Она протянула руку, и Лёша осторожно взял её — такую непривычно хрупкую, с выступающими венами. Вспомнил вдруг, как в детстве эта рука гладила его по голове, когда болел, как вытирала слёзы после маминых похорон...
— Не отвернулся, — сказал он тихо. — И не отвернусь. Просто... мы хотим, чтобы и нас понимали. Чтобы уважали наше право жить так, как мы считаем нужным.
Тётя Лида долго молчала. За окном шумел весенний дождь, где-то в коридоре переговаривались медсёстры, а они всё сидели молча — каждый со своими мыслями.
— Я ведь как лучше хотела, — наконец произнесла она. — Всю жизнь так жили — двери нараспашку, всегда друг другу помогали. А сейчас... сейчас всё по-другому. Может, я и правда... перегнула.
Она говорила медленно, с трудом подбирая слова — непривычное дело для всегда решительной, всё знающей тёти Лиды.

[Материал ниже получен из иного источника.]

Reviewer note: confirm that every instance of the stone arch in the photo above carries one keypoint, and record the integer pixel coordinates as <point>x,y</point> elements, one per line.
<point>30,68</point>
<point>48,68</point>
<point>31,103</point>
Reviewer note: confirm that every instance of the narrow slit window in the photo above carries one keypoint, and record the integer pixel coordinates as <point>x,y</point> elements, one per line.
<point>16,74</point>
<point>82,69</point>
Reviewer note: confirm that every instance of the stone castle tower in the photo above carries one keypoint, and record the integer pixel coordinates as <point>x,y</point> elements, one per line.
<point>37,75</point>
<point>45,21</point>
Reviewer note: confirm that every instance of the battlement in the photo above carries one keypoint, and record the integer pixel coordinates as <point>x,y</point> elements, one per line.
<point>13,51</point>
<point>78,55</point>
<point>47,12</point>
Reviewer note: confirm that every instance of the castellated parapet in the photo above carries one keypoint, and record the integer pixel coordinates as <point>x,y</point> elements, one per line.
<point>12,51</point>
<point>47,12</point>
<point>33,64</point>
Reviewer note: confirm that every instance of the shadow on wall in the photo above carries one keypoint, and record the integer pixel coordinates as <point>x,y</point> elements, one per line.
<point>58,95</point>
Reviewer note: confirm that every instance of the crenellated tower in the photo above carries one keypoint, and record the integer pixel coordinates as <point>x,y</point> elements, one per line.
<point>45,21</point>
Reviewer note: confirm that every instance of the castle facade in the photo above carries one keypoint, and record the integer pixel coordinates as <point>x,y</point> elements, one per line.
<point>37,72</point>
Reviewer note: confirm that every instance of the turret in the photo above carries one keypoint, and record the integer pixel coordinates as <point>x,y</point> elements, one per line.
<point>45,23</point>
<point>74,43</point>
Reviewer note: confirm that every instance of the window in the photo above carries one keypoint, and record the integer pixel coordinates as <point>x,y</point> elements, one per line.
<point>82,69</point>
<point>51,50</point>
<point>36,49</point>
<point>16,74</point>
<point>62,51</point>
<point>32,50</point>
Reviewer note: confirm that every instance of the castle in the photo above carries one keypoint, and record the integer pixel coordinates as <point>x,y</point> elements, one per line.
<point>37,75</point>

— Знаете что? — вдруг сказала Анна. — Приезжайте к нам на майские. Только предупредите заранее, хорошо? Кирюша уже ходить начинает, вы не узнаете его.
— Правда? — в голосе тёти Лиды мелькнула прежняя живость. — А я тут компот из сухофруктов варить научилась, диетический. Привезу баночку...
Лёша смотрел на этих двух таких разных женщин — молодую и пожилую, упрямую и уступчивую, свою жену и свою тётю — и чувствовал, как внутри что-то отпускает. Нет, это не было полным примирением — слишком глубоки оказались трещины, слишком много недосказанного осталось между ними. Но это был шаг. Маленький шаг к тому, чтобы научиться быть семьёй по-новому.
А за окном палаты, словно символ перемен, сквозь дождевую пелену пробивался робкий луч весеннего солнца.